The Attempt at a Solution

The normal to the plane is (2,1,0) so the unit normal vector is 1/sqrt3 (2,1,0).[/quote]
No, the unit normal is 1/sqrt(5)(2, 1, 0).

A.n= 1/sqrt3(2y,2x,0)

So this is where I get stuck. I think it goes as follows...

ds= dxdy

=> double integral 2/sqrt3 y + 2/sqrt3 x dxdy

Since dS includes the factor sqrt(5) (not sqrt(3)) itself, there is really no point in using "n" at all. I would write, rather, $\vec{A}\cdot \vec{dS}$ where $\vec{dS}= (2, 1, 0)dxdy$ so that the integral will be $\int_{x= 0}^3 \int_{y= 0}^{6- 2x} 2y+ 2x dydx$

And I'm not sure how to find the limits...

In the x,y plane, the line 2x+ y= 6 crosses the x-axis at (3, 0) and crosses the y-axis at (0, 6). The gives a triangle with vertices at (0, 0), (3, 0), and (0, 6) in the first quadrant of the xy- plane.

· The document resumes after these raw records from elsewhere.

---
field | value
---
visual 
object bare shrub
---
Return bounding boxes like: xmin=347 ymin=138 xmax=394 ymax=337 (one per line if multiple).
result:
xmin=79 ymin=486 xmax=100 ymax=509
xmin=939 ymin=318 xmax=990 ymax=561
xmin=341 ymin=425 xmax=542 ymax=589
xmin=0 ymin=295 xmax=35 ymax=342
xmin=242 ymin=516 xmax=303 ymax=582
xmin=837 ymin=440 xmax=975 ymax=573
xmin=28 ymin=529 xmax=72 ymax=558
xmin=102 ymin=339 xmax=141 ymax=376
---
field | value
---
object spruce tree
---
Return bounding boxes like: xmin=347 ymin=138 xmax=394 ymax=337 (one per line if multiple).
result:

You can take x going from 0 to 3 and, for each x, y from 0 to 6- 2x.

 

[Ekramul Towsif]

pardon me. i faced a similar prblm . could any1 pls xplain what is first octant??

thnx

 

[Ray Vickson]

Homework Statement

Evaluate integral A.n dS for A=(y,2x,-z) and S is the surface of the plane 2x+y=6 in the first octant of the plane cut off by z=4

Homework Equations

Integral A.n dS

The Attempt at a Solution

The normal to the plane is (2,1,0) so the unit normal vector is 1/sqrt3 (2,1,0).
A.n= 1/sqrt3(2y,2x,0)

So this is where I get stuck. I think it goes as follows...

ds= dxdy

=> double integral 2/sqrt3 y + 2/sqrt3 x dxdy

And I'm not sure how to find the limits...

In your expression $\vec{A} \cdot \vec{n} \, dS$, $dS$ is the surface area-element in the plane $2x+y=6$. Thus $dS = ds \, dz,$ where is $ds = \sqrt{(dx)^2 + (dy)^2}$ is the length-element along the surface perpendicular to the $z$-axis.

 

[LCKurtz]

The "first octant" is the octant in an xyz- coordinate system in which all coordinates are positive.

The "first octant of the plane" doesn't make sense. A plane has four quadrants not octants. I presume that you mean the portion in the first octant of the xyz coordinate, x> 0, y> 0, 2x+ y< 6 and 0< z< 4.

Homework Equations

Integral A.n dS

The Attempt at a Solution

The normal to the plane is (2,1,0) so the unit normal vector is 1/sqrt3 (2,1,0).
No, the unit normal is 1/sqrt(5)(2, 1, 0). Since dS includes the factor sqrt(5) (not sqrt(3)) itself, there is really no point in using "n" at all. I would write, rather, $\vec{A}\cdot \vec{dS}$ where $\vec{dS}= (2, 1, 0)dxdy$ so that the integral will be $\int_{x= 0}^3 \int_{y= 0}^{6- 2x} 2y+ 2x dydx$

This is not correct. As I explained in post #6, this cannot be worked as an xy domain problem.